Another important retablo, which follows in date the work of Pedro Juan, is that in the Capilla de Santiago (Plate 56) in the Cathedral of Toledo. It is made of larch wood, and carved, gilded, and painted in the richest Gothic style. The bas-reliefs represent scenes in the New Testament; all the figures are life size. We owe this work to the artists Sancho de Zamora, Juan de Segovia, and Pedro Gumiel, and it was begun at the end of the fifteenth century. In the same chapel at Toledo are the six magnificent Gothic tombs of Don Álvaro de Luna, the work of Pablo Ortiz, one of the most famous carvers in the fifteenth century (Plate 58). Another interesting altar-screen is that in the Capilla de la Trinidad (Plate 59).

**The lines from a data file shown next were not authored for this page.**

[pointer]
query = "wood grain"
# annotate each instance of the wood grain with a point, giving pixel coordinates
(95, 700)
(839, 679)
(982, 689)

In the carvings of these later altar-screens and tombs a new influence will be traced; for, in the last third of the fifteenth century, what may truly be termed a revolution in style took place in Spanish sculpture. A stronger realistic tendency, with a more marked individuality in the portraits, will be seen. The characteristic features are more emphasised, the gestures more free and more individual. Waved lines give place to broken ones, rounded surfaces to sharp-edged ones. This heightened vitality was due not only to a greater mastery of the technical part of sculpture by the native artists, but to a newly imported art inspiration, which now began to mingle with, and even to replace, the influences of France and Burgundy.
Up till about 1400 Spain was loyal to France, and kept her artists as her teachers and advisers. Afterwards Burgundy displaced France, and we have the far-reaching influence of the great ecclesiastical orders. Now followed the rule of the Netherlands and of Germany. In the fifteenth century Spain was brought into close connection with the Low Countries. The intermarrying of the royal houses of Burgundy and Hapsburg united the Northern countries first with Portugal, and afterwards with Spain. The result of this union was a great advancement in Spain’s art. The first of the Northerners to come to Spain were painters, and we have the visit of Jan van Eyck, in 1428, with its far-reaching consequences to Spanish painting; then followed architects and sculptors. A Flemish painter was adopted by the Count of Aragon about 1440; and the Cartuja of Miraflores has a small altar-screen of which the wings were painted by him. The archives of Toledo mention a great number of Flemish artists of renown, who settled and worked in the city, among whom were Juan and Bernardino of Brussels, whose names are often mentioned by Cean Bermudez, and the four brothers Egas from Eycken, one of whom, Anequin, was appointed architect of the cathedral by the chapter, and directed the work of the sculptures of the Gate of the Lions, being assisted by Fernandez de Liena and Juan Givas, also an architect of the cathedral. Then we know that at Burgos worked the Colonia family, Juan, Simeon, and Francisco, who carved the woodwork of the cathedral and that of the Cartuja of Miraflores. There were also Northern artists in Seville. Mateo and Nicolas were skilful goldsmiths, and Cristobal—all of whom probably came from Germany—was a painter on glass. Juan Aleman, in 1512, finished the choir-stalls of the cathedral, George Fernandez Aleman carved the retablo, while another artist of the same name, Rodrigo Aleman, sculptured the wainscoting of Palencia Cathedral, whose invention and humour, Professor Carl Justi says, recall the South German masters.